LL 232 MEL — Melbourne EWR — Newark 13:53 (01:53 — 15 Hours 30 Minutes) A340-500 (NXX041)
LL 231 EWR — Newark MEL — Melbourne 07:03 (05:03 — 18 Hours 40 Minutes) A340-500 (NXX041)
Note that this should be the first round trip that this (perhaps the world's longest) route has been scheduled and flown, because it was just set up yesterday and the plane just got transferred into place at EWR in time for the above outbound leg LL 231. That means these two legs are of the same route, same flight, scheduled at the same time, not remainder of a previous flight that somehow got overlapped.
Route schedule wise, outbound depart Wed, Fri, Sun from EWR at 21:20 local time, arriving at MEL 07:03+2, local time.
Inbound leg should then depart Fri, Sun, Tue from MEL at 08:10 local time, arriving at EWR same day at 13:53, local time.
What happened was that the system basically scheduled the outbound of 17/6 and the inbound of 17/6 at the same time. The correct inbound should be scheduled on 19/6 instead, local time.
Similarly, this might be the issue that contributes to the partially scheduled flight, as in the system treat the leg that get left out as something that is already in the past. Say if a flight is generated at 08:00, with a leg that should depart 02:00+1 local time. If the system treats it as 02:00+0, then the leg would simply not get scheduled because it was in the past already. Hence, some routes (always the same one?) get scheduled partially. This might also be related to the international day line conversion, which would explain why the North American test airlines have the issues, but not the European test airlines.
(Come to think of it, this should not be the issue affecting the partially scheduled flights. The system deals with +1 without too much of an issues. Guess it is the +2 that broke the codes...)
Edit 2:
The previously reported "skipping a day" issue with flight schedule might not be due to system lags after all. I am seeing the followings.
Deactivating route, cancelling flights, reactivating the route, yielded the exact same results. I went as far as re-doing the operating days of the route, but still to no avail. Guess we will lump this onto the date issue when flights get generated.

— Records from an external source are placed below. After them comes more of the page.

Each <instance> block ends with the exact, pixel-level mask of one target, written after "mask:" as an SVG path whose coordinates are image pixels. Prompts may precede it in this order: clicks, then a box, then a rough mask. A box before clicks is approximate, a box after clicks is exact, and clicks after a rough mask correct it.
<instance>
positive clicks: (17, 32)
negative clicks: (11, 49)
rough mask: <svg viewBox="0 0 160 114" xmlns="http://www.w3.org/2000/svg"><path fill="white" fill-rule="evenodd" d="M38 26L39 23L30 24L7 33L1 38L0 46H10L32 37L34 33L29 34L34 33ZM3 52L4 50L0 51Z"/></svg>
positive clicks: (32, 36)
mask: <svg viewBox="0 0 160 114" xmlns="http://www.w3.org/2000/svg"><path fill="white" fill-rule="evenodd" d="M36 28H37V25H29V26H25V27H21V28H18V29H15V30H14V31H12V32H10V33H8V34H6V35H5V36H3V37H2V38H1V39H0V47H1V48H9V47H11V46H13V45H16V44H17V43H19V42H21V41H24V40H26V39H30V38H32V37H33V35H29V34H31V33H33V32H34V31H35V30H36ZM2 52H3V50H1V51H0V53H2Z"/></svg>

EWR IST EWR M T W Th F S Su 23:10 — 22:34 747-200 (NXX020)
LL 213 EWR — Newark IST — Istanbul 06-18 23:10 (06-19 11:10 — 24 Hours 11 Minutes) 747-200 (NXX020)
LL 214 IST — Istanbul EWR — Newark 06-19 18:50 (06-19 23:50 — 36 Hours 51 Minutes) 747-200 (NXX020)
IND MXP IND M T W Th F S Su 23:50 — 23:00 A330-300 (NXX018)
LL 121 IND — Indianapolis MXP — Milan 06-18 23:50 (06-19 11:50 — 24 Hours 41 Minutes) A330-300 (NXX018)
LL 122 MXP — Milan IND — Indianapolis 06-19 19:00 (06-20 01:00 — 37 Hours 51 Minutes) A330-300 (NXX018)
Hope this helps.
I think I will change the routes to store the departure time in UTC rather than local. Then all the calculations can be done during route creation as opposed to route scheduling. Might actually help speed up the scheduling script as well if I do that. Then on route creation we can display +1, +2, etc for each flight. Then just store that in the DB, and use that to hard-code in the departure days during scheduling rather than trying to calculate it on the fly.
The only issue I see - and the reason I stored routes in local times to begin with - is the DST switchover. If you have a route that departs at say 5am, and then DST ends - that route will now be departing at 4am. And the way the demand formula works you might lose some demand for having such an early departure. But it's either that or continue trying to fix the system we have now, which obviously has some issues.